Примечание
где-то до событий «Волкова»
Мантикора — лат. mantichora, «людоед».
Он уверяет, что индийский зверь «мартихора» имеет тройной ряд зубов на обеих, — нижней и верхней челюстях, и он величиной со льва и настолько же волосат, его ноги походят на ноги льва; его лицо и уши имеют сходство с человеческими; его глаза голубые, а сам он ярко-красного цвета; хвост его такой же как и у земляного скорпиона, — в хвосте у него жало и он имеет способность выстреливать, как стрелами, иглами прикреплёнными у него к хвосту; голос его нечто среднее между звуком свирели и трубы; он может бегать так же быстро как олень и ещё он дикий и людоед. (Аристотель)
Когда Олег заглядывает в узкую темную комнатушку, он даже не особенно задумывается о том, что увидит. Конечно, весь отряд заметил, как Дракон целеустремленно тащит какую-то местную шлюху в пустой дом, но самое худшее, что Олег мог узреть — это Вадик, вколачивающий в старую кровать с сеточкой какую-нибудь смуглую девицу, а к такому зрелищу Олег как-то успел привыкнуть за мутное время совместной службы. Секс и смерть всегда где-то рядом, рука об руку.
Но вместо отрывистых девичьих вскриков и клокочущего, как у какого-то дикого зверя, рычания Вада Олег вдруг слышит тяжелую, гробовую тишину, которая давит на виски. Поначалу ему кажется, что он вошел куда-то не туда, дверью ошибся, и Олег, как приличный молодой человек, хочет извиниться перед пустотой и продолжить поиски проклятого Вадика… Но тут краем глаза засекает какое-то гибкое змеиное движение в углу, настораживается.
Темно тут, хоть глаз выколи; света из маленького окошка, занавешенного дырявой тряпкой, не хватает. И еще пахнет как-то гадко, но в домах у местных, даже подзаброшенных, всегда воняет чем-нибудь. Чаще всего — падалью, потому как просто так насиженные места тут не оставляют.
Нехорошее предчувствие заставляет Олега потянуться к поясу и нащупать кобуру.
Взгляд его падает на пол, в самую тень, и Олег вдруг видит, что там, у кровати, лежит девчонка, только вместо смазливого милого личика у нее — влажное кровавое месиво, как будто кто-то одним движением снял с нее кожу и шмат мяса. В груди темнеет кроваво-бурый пролом, и дыхание у Олега перехватывает от тревоги, стоит поглядеть на раскроенный живот, на клубок склизких сизых внутренностей. Он вдыхает глубоко — пахнет удушливо, как на скотобойне. Олега оглушает; он знает, что боевики отсекают головы, что расстреливают в упор, но эта расправа кажется какой-то особенно бесчеловечной.

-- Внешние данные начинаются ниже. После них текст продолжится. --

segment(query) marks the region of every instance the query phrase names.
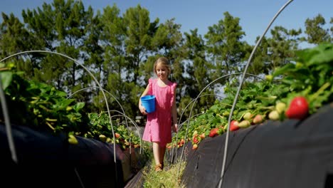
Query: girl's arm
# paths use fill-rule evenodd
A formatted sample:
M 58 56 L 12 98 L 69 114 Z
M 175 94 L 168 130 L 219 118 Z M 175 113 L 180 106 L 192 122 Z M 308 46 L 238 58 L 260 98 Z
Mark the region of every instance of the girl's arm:
M 178 121 L 177 121 L 177 105 L 176 104 L 176 87 L 174 88 L 174 103 L 172 103 L 171 108 L 171 116 L 172 116 L 172 130 L 174 132 L 178 131 Z
M 144 92 L 141 95 L 140 98 L 143 96 L 147 95 L 147 93 L 148 93 L 149 89 L 149 85 L 147 85 L 146 87 L 146 89 L 144 90 Z M 141 99 L 139 99 L 139 109 L 140 110 L 140 112 L 142 114 L 147 115 L 146 108 L 144 108 L 144 107 L 143 107 L 143 105 L 142 105 Z

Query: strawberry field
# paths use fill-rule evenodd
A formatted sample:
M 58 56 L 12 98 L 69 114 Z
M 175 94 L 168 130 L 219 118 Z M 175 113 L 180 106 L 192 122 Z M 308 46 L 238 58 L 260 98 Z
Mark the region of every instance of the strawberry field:
M 259 167 L 250 164 L 251 169 L 247 169 L 249 170 L 248 173 L 263 173 L 265 172 L 263 167 L 278 162 L 276 157 L 275 160 L 268 160 L 267 157 L 272 157 L 270 152 L 275 153 L 276 156 L 285 157 L 284 162 L 290 160 L 287 155 L 283 155 L 285 150 L 289 151 L 288 139 L 292 140 L 290 143 L 305 148 L 308 145 L 319 145 L 320 142 L 326 143 L 326 140 L 314 139 L 314 142 L 307 142 L 306 139 L 312 133 L 317 132 L 314 131 L 317 129 L 322 128 L 327 134 L 330 131 L 330 127 L 327 125 L 332 122 L 329 118 L 332 112 L 330 103 L 333 101 L 333 45 L 323 43 L 297 53 L 297 58 L 294 63 L 277 68 L 270 75 L 258 75 L 263 78 L 261 81 L 253 82 L 251 75 L 246 78 L 235 105 L 233 103 L 239 85 L 238 78 L 233 78 L 225 85 L 223 97 L 216 100 L 210 108 L 203 109 L 201 114 L 179 122 L 179 131 L 174 135 L 172 142 L 167 147 L 171 162 L 175 162 L 174 160 L 177 162 L 186 160 L 189 162 L 182 177 L 184 184 L 189 184 L 189 187 L 195 187 L 192 184 L 196 182 L 193 181 L 195 179 L 194 176 L 200 174 L 203 177 L 201 182 L 211 182 L 213 184 L 211 186 L 215 187 L 219 182 L 219 173 L 224 164 L 226 166 L 223 173 L 226 172 L 227 174 L 223 177 L 228 184 L 230 179 L 240 177 L 237 170 L 242 167 L 246 169 L 245 167 L 248 164 L 246 159 L 256 156 L 254 154 L 260 155 L 256 159 L 261 159 L 265 165 L 260 164 L 262 166 L 258 171 L 255 168 Z M 110 176 L 116 177 L 112 181 L 119 185 L 137 173 L 149 157 L 150 154 L 147 151 L 149 150 L 149 146 L 145 146 L 142 142 L 140 135 L 128 128 L 129 125 L 137 128 L 137 125 L 127 117 L 125 112 L 118 112 L 119 115 L 113 116 L 107 112 L 87 112 L 85 103 L 68 98 L 65 92 L 45 83 L 26 80 L 22 76 L 23 73 L 16 71 L 12 63 L 1 63 L 0 74 L 4 91 L 1 101 L 6 101 L 7 107 L 7 109 L 4 108 L 4 103 L 1 103 L 3 108 L 0 112 L 0 120 L 4 125 L 9 120 L 13 128 L 12 134 L 9 135 L 8 127 L 4 128 L 4 125 L 1 126 L 3 161 L 16 159 L 17 163 L 11 165 L 29 164 L 28 168 L 33 167 L 31 162 L 38 165 L 41 164 L 37 163 L 38 161 L 45 164 L 51 161 L 56 164 L 51 166 L 56 169 L 58 169 L 57 167 L 60 164 L 60 167 L 65 164 L 69 167 L 65 169 L 73 172 L 78 172 L 81 169 L 79 172 L 80 175 L 78 173 L 66 174 L 63 177 L 64 179 L 69 178 L 68 176 L 71 177 L 69 179 L 73 178 L 73 174 L 75 179 L 80 179 L 80 177 L 85 177 L 85 174 L 89 176 L 90 174 L 83 169 L 87 167 L 87 161 L 95 162 L 94 165 L 100 167 L 88 165 L 90 168 L 98 171 L 102 170 L 101 166 L 105 165 L 107 169 L 102 168 L 105 171 L 104 173 L 110 173 Z M 191 110 L 195 105 L 194 100 L 186 110 Z M 324 134 L 325 131 L 319 132 Z M 228 140 L 229 134 L 231 137 L 230 140 Z M 7 137 L 6 135 L 9 136 Z M 11 135 L 14 135 L 11 141 Z M 34 137 L 39 142 L 26 139 L 29 137 Z M 327 140 L 330 140 L 329 138 Z M 45 142 L 50 145 L 41 145 Z M 14 147 L 11 147 L 11 143 Z M 228 152 L 223 152 L 228 143 L 231 147 Z M 31 145 L 36 147 L 26 147 Z M 273 147 L 270 148 L 270 145 Z M 50 147 L 53 150 L 49 150 Z M 296 149 L 298 148 L 297 147 Z M 242 150 L 242 148 L 245 149 Z M 265 150 L 262 150 L 264 149 Z M 271 149 L 274 150 L 270 151 Z M 94 152 L 95 155 L 91 155 Z M 130 156 L 130 167 L 125 170 L 125 167 L 128 167 L 128 165 L 124 165 L 122 159 L 126 155 Z M 266 156 L 263 156 L 265 155 Z M 224 164 L 222 164 L 223 156 L 228 156 Z M 240 157 L 239 160 L 236 160 L 237 157 Z M 291 157 L 298 157 L 292 155 Z M 201 158 L 203 160 L 199 160 Z M 215 166 L 211 167 L 207 164 L 208 162 Z M 292 161 L 286 164 L 290 163 Z M 192 170 L 191 168 L 198 164 L 204 167 L 197 167 L 196 170 Z M 240 164 L 243 166 L 239 166 Z M 18 166 L 16 170 L 28 172 L 21 167 Z M 113 172 L 110 169 L 112 169 Z M 291 172 L 299 169 L 292 170 Z M 204 176 L 203 172 L 213 175 Z M 117 178 L 121 180 L 117 180 Z M 97 180 L 90 181 L 95 182 Z M 83 182 L 79 181 L 78 183 L 83 184 Z

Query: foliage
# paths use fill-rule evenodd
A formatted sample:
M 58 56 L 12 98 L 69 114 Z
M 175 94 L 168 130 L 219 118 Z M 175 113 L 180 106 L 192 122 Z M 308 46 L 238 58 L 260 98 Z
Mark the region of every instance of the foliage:
M 285 120 L 287 118 L 284 113 L 286 107 L 297 96 L 302 96 L 308 103 L 309 114 L 305 115 L 315 113 L 323 105 L 333 101 L 332 49 L 333 44 L 322 43 L 313 48 L 299 51 L 295 60 L 296 63 L 277 68 L 272 75 L 267 76 L 270 78 L 254 83 L 245 81 L 240 90 L 231 120 L 239 122 L 240 125 L 248 125 L 250 124 L 245 124 L 245 122 L 240 124 L 242 121 L 257 124 L 253 122 L 257 115 L 261 115 L 263 120 Z M 198 144 L 216 127 L 218 135 L 225 132 L 237 90 L 238 87 L 227 84 L 225 98 L 216 100 L 202 114 L 184 122 L 177 137 L 173 137 L 168 147 L 181 147 L 184 145 L 181 140 Z M 285 107 L 278 108 L 279 103 L 285 104 Z M 275 110 L 278 113 L 270 115 L 270 113 Z
M 152 161 L 154 164 L 154 162 Z M 179 171 L 179 165 L 180 171 Z M 154 172 L 154 165 L 147 165 L 143 169 L 144 175 L 144 187 L 186 187 L 181 183 L 181 174 L 186 165 L 186 162 L 169 164 L 167 170 Z M 177 177 L 179 175 L 179 177 Z

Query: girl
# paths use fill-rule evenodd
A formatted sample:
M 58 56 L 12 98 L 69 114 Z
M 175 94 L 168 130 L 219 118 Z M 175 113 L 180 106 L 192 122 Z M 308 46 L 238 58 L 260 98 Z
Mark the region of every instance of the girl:
M 155 171 L 163 170 L 165 149 L 171 142 L 171 127 L 177 132 L 177 111 L 176 105 L 176 83 L 168 80 L 171 73 L 169 61 L 159 58 L 154 64 L 154 72 L 157 78 L 149 78 L 148 85 L 141 97 L 155 95 L 155 111 L 147 113 L 139 100 L 141 113 L 147 115 L 142 140 L 152 142 Z

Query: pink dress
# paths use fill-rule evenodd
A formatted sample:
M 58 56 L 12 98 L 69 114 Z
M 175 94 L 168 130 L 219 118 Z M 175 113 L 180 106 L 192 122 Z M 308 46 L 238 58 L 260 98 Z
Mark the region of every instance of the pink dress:
M 159 142 L 166 146 L 171 142 L 171 107 L 176 83 L 169 82 L 166 87 L 160 87 L 157 79 L 149 78 L 147 95 L 156 97 L 155 111 L 148 113 L 142 140 Z

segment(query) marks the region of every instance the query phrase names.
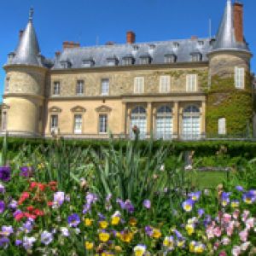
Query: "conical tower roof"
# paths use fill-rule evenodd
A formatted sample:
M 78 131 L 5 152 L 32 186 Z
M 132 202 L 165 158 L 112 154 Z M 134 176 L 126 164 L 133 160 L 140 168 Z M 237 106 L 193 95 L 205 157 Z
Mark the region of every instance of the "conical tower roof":
M 31 9 L 27 26 L 20 38 L 12 64 L 41 66 L 38 58 L 40 49 L 32 24 L 32 15 L 33 9 Z
M 234 13 L 231 0 L 227 0 L 227 5 L 220 23 L 213 50 L 218 49 L 241 49 L 249 50 L 246 42 L 236 40 L 234 28 Z

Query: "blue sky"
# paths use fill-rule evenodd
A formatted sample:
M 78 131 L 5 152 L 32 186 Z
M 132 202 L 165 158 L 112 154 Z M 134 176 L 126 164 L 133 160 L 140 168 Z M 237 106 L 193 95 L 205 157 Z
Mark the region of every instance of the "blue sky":
M 208 37 L 218 30 L 226 0 L 8 0 L 0 1 L 0 65 L 18 43 L 19 31 L 27 23 L 31 6 L 41 51 L 47 57 L 61 49 L 62 42 L 82 45 L 125 42 L 132 30 L 137 42 Z M 243 0 L 244 30 L 256 55 L 256 1 Z M 256 72 L 256 56 L 252 60 Z M 4 71 L 0 70 L 0 94 L 3 93 Z

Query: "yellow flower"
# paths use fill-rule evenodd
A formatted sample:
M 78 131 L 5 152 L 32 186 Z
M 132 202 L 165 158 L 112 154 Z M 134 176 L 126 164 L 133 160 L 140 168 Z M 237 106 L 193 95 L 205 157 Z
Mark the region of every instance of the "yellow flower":
M 93 248 L 93 242 L 86 241 L 85 241 L 85 248 L 86 248 L 86 250 L 91 250 Z
M 133 234 L 129 231 L 119 234 L 119 238 L 122 241 L 130 242 L 133 238 Z
M 101 232 L 99 234 L 99 239 L 101 241 L 108 241 L 109 240 L 109 234 L 106 232 Z
M 108 226 L 108 223 L 106 220 L 102 220 L 99 222 L 99 225 L 101 227 L 101 229 L 106 229 Z
M 90 227 L 90 226 L 91 226 L 92 222 L 93 222 L 93 219 L 92 219 L 92 218 L 86 218 L 84 219 L 84 225 L 85 225 L 86 227 Z
M 194 225 L 192 224 L 187 224 L 185 227 L 189 236 L 191 236 L 195 232 Z
M 111 224 L 114 226 L 114 225 L 118 225 L 120 222 L 120 217 L 119 216 L 114 216 L 111 219 Z
M 136 226 L 137 225 L 137 219 L 135 218 L 131 218 L 130 220 L 129 220 L 129 224 L 133 227 Z
M 160 238 L 162 236 L 161 231 L 158 229 L 153 229 L 153 238 Z

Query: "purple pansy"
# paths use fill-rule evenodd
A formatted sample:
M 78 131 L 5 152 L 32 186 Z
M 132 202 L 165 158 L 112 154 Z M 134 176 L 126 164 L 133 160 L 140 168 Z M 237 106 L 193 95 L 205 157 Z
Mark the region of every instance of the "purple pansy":
M 3 182 L 10 181 L 10 172 L 9 166 L 0 166 L 0 180 Z
M 80 217 L 77 213 L 71 214 L 67 217 L 67 222 L 70 227 L 77 227 L 80 223 Z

Рядом с трупом — армейские штаны, поношенные запыленные берцы, вот только Вадика нигде не видать, и Олег наугад шагает в темноту, надеясь хоть что-то разглядеть. Дракона — раненого или даже мертвого. Там, кажется, какой-то зыбкий силуэт виднелся у стены… Не напороться бы на боевика сейчас.
Да откуда, тут не должно быть никого, глушь мертвая, глубинка совсем, все чисто, они проверили… От деревни остался десяток женщин, у которых они стребовали еды, да еще пара дряхлых стариков. Они застряли в ебаной сирийской пустыне, к югу нет ничего, кроме смерти, а к северу засела группировка, которая с удовольствием устроит показательную казнь из отряда наемников, и у Олега страшно ноет голова — ему надо вытащить группу живой. И сейчас, когда наконец-то откликнулся Миша с другой стороны фронта…
— Вадим? — зовет Олег одними губами; собственный голос кажется слишком сиплым, придушенным. — Вад, блядь, ты здесь?
Олег быстро проверяет углы, боясь увидеть там Вадика… Только вместо извечной наглой усмешки у него будет криво раскроенное горло, кровавая улыбка на шее, прямо поверх намеченных линий татуировки, которой Вад так хвастался.
Что-то дергается, скребется. Олег слепо целится пистолетом, туда-сюда, ничего нет, но предчувствие все не отступает, вгрызается в загривок. В каком-то безумном озарении Олег задирает голову к потолку…
Его вдруг сметает, опрокидывает и тащит; вспышка боли — Олег затылком врезается в стену, невольно вскрикивая. Заорать громче — с улицы услышит Джесс… Удар выбивает из Олега весь воздух. Он вертит головой, ищет оружие, скребя ногтями по грязному полу. Его намертво прибивает к месту звук. Рокот, какой бывает, когда древний вулкан начинает извержение, — вот что он слышит, напряженный от страха. Нелюдской, мерзко-утробный. То, что прижимает его к полу, к какой-то ебаной застиранной циновке, — оно не человек, угадывается по движениям, по тому, как весом давит. Зверь? Пустынный волк? Смешно даже…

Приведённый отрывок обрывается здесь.